Before Pittsburgh explores the mental health care Brian seeks through two therapists. The unnamed Barcelona Shrink (another blog post on why she’s never named) and Dr. Moses in San Francisco.

Brian says Moses told him in the Spring of 1999, right after Tony’s death, that his best friend’s suicide was Brian’s fault, and he should get his shit together.

It’s unlikely the therapist said either of those things but that’s an unreliable narrator for you.

When Brian returns from Barcelona, he also returns to the care of Dr. Moses. But he’s changed by his time abroad:

I’d met Dr. Moses when I was downward spiraling and he had been like a match to dried tinder. I hated him. I fled San Francisco partly to get the fuck away from this guy. 

Then my Barcelona shrink had helped me understand that weekly, habitual, focused contemplation was a path to healing. She was less bossy, less judgey, less Moses. And she had zero contact with my father. Moses had been recruited by him, and though my relationship with Dad was better, I didn’t think that fixed my relationship with Moses. Both therapists knew I had a lot of work to do, and me and Barcelona shrink had done it. A good bit of it. But there was more to be done. I still felt broken. 

In one month, I would be through the first year without Tony since we were eight and neighbors and best friends. Barcelona shrink had encouraged my writing to Tony. Moses would hate that. She had suggested I unpack the addictions I had to smoking, sex, and drinking. Recognize them as failed coping strategies. Moses would hate that, too. 

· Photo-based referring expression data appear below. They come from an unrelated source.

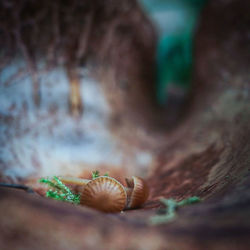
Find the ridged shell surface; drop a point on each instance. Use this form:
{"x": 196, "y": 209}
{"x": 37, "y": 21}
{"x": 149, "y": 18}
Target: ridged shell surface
{"x": 105, "y": 194}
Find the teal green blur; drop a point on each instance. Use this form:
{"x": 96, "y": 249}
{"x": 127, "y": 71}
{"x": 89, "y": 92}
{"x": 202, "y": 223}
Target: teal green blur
{"x": 175, "y": 22}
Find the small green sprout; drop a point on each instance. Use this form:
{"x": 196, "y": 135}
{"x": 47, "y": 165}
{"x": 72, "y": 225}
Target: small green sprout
{"x": 171, "y": 208}
{"x": 59, "y": 191}
{"x": 95, "y": 174}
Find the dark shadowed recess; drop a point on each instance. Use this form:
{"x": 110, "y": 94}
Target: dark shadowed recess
{"x": 208, "y": 154}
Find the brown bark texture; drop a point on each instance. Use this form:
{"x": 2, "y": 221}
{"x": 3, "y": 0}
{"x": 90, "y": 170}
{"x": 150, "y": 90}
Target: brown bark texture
{"x": 207, "y": 154}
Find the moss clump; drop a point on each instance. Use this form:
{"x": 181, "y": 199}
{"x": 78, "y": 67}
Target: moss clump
{"x": 171, "y": 208}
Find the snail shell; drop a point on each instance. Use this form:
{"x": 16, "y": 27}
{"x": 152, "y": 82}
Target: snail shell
{"x": 105, "y": 194}
{"x": 137, "y": 191}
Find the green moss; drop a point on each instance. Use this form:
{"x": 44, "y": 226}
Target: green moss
{"x": 170, "y": 210}
{"x": 59, "y": 191}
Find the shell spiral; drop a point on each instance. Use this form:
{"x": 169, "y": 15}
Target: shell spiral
{"x": 105, "y": 194}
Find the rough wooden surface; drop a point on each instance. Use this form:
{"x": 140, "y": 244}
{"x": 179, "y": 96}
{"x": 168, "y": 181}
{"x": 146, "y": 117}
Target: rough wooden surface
{"x": 206, "y": 155}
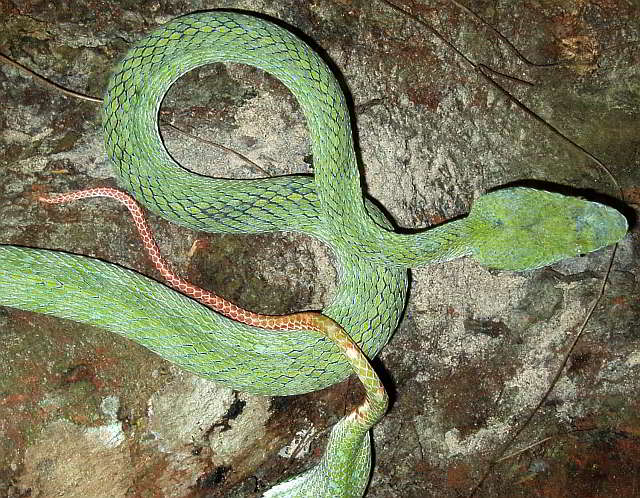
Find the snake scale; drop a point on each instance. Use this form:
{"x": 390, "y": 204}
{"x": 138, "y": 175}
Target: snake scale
{"x": 511, "y": 229}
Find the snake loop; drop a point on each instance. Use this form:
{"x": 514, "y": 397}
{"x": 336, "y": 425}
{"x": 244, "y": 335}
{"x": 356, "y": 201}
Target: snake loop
{"x": 515, "y": 229}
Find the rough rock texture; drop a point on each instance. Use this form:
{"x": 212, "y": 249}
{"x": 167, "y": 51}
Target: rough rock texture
{"x": 84, "y": 413}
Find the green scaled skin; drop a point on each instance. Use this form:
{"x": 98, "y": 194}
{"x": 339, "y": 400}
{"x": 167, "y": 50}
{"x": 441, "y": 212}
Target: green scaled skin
{"x": 513, "y": 229}
{"x": 521, "y": 229}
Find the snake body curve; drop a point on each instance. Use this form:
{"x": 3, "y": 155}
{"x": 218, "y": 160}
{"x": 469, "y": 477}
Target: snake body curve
{"x": 511, "y": 229}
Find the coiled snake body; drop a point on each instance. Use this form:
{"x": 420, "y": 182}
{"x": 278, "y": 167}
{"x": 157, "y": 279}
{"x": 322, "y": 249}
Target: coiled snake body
{"x": 512, "y": 229}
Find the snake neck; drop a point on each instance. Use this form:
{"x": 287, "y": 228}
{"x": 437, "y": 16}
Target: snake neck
{"x": 383, "y": 246}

He was less empathetic to what he called self-destructive behavior. More business-like. In the few appointments we’d had last spring, he’d kept an air of man-to-man objectivity. Like a job interview. 

Before Pittsburgh, Chrysalis Press, 2021

Mental health is a more common topic now. We expect people who are struggling to seek help. We show empathy toward things like triggers and addictions and PTSD. 

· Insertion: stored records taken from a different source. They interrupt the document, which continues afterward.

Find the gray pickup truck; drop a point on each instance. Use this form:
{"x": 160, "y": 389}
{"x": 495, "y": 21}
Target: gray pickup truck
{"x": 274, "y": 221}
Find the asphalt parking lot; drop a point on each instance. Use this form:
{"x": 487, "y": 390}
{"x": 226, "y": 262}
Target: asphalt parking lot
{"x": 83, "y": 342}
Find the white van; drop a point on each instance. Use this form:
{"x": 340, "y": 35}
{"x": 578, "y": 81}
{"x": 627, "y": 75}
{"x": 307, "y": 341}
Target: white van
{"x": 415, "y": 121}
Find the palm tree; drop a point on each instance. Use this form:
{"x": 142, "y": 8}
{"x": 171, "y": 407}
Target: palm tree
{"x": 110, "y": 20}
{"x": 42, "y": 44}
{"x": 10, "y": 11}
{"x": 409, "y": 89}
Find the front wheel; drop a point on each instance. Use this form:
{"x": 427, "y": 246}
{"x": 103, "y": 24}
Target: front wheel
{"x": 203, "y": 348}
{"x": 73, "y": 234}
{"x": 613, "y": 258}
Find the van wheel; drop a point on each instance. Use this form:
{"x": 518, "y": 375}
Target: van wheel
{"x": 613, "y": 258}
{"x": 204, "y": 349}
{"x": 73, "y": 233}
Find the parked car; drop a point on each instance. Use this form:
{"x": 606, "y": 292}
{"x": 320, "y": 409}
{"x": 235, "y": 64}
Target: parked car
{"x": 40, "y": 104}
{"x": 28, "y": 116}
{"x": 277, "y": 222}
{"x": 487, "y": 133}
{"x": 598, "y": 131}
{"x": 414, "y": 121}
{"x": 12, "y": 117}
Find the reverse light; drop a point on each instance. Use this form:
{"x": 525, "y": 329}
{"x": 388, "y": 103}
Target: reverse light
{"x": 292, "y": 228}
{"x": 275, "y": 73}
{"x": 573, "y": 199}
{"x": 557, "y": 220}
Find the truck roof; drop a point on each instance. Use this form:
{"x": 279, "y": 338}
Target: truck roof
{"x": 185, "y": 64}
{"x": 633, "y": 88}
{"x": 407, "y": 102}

Historically, people suffering from PTSD were often misunderstood (Mrs. Dalloway), those with addictions were ridiculed (Hoosiers), and bipolar disorder was so misunderstood as to be treated with shock therapy (The Bell Jar).

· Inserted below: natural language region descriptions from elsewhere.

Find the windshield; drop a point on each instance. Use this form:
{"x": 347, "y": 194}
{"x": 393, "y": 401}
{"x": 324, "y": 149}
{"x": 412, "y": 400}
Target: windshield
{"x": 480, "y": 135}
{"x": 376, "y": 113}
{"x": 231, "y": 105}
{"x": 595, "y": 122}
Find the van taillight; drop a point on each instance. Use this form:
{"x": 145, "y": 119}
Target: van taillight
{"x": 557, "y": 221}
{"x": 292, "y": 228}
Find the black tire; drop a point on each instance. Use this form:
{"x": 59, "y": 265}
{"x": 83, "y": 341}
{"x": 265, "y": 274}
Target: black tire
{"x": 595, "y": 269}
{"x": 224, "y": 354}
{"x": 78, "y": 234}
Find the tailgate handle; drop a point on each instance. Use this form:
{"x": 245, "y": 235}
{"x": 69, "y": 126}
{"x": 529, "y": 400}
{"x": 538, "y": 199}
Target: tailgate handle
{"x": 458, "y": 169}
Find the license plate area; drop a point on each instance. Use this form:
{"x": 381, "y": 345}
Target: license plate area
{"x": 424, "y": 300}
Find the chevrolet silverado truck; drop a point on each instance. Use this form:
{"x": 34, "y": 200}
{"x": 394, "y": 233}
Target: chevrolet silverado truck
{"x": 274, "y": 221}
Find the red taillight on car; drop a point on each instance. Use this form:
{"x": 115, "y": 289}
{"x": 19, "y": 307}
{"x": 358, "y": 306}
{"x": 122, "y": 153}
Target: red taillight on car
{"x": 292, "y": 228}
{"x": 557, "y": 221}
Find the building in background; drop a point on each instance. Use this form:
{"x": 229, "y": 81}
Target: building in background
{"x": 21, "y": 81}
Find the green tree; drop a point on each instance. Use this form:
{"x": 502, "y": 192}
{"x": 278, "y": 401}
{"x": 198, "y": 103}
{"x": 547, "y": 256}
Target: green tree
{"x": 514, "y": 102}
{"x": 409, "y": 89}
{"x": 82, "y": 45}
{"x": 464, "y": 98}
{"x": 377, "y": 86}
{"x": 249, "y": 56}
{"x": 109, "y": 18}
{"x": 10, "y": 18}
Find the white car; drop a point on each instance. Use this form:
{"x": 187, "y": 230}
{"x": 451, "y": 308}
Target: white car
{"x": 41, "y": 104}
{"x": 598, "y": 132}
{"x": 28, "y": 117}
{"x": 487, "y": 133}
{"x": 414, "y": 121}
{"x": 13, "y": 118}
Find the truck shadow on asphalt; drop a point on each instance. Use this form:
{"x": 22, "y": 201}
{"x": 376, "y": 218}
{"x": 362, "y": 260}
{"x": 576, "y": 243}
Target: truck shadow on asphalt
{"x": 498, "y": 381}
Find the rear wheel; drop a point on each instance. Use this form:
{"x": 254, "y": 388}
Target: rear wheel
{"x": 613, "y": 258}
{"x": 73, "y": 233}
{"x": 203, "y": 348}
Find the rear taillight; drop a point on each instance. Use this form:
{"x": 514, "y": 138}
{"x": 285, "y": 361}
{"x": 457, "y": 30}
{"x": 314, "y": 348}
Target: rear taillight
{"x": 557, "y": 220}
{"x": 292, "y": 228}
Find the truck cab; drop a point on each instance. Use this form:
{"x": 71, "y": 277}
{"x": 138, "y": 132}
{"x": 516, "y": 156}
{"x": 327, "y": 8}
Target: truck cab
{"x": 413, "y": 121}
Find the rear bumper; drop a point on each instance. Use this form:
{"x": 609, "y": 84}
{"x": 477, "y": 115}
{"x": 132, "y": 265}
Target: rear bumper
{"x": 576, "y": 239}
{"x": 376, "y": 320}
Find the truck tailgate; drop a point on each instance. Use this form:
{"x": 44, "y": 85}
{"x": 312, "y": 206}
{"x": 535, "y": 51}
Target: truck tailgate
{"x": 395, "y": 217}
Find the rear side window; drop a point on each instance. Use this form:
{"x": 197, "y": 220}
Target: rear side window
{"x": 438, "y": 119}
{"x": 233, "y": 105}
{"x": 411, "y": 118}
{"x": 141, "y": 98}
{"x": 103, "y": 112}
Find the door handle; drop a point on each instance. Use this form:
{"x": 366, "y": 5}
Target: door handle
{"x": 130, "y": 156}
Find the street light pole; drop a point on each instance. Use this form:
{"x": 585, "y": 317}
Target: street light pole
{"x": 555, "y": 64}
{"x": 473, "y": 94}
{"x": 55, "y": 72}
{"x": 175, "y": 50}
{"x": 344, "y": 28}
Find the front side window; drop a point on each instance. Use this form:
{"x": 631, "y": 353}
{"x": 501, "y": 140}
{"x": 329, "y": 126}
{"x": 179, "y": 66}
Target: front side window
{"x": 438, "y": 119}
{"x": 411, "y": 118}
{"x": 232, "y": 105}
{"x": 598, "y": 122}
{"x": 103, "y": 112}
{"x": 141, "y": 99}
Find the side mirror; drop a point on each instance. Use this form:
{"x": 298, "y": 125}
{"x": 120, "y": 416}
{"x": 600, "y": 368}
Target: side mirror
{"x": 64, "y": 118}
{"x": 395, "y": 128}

In the 90s, there was a fringe awareness of mental health; drugs were coming on the market and diagnoses were becoming more common. But it would be thirty years before we had mainstreamed words like panic attack, social anxiety, and cognitive dissonance.

Even now, there’s a stigma around clinical depression that suggests it’s something individuals can choose to treat and recover from.

Part of what Brian has to work through is recognizing his grief and sadness as expected, human responses to Tony’s death. In juxtaposition to Tony’s clinical, biological challenges with undiagnosed bipolar disorder and heroin addiction.

Brian’s work with the therapists was not a usual experience in the 90s. I didn’t know anyone in therapy. But man, we all needed it. I’ve taken liberties with the Barcelona Shrink and Dr. Moses because as a storyteller, I needed a device to have Brian unpack what had happened to him and describe how he would process it and move forward.

When did you become aware of mental health as a practice?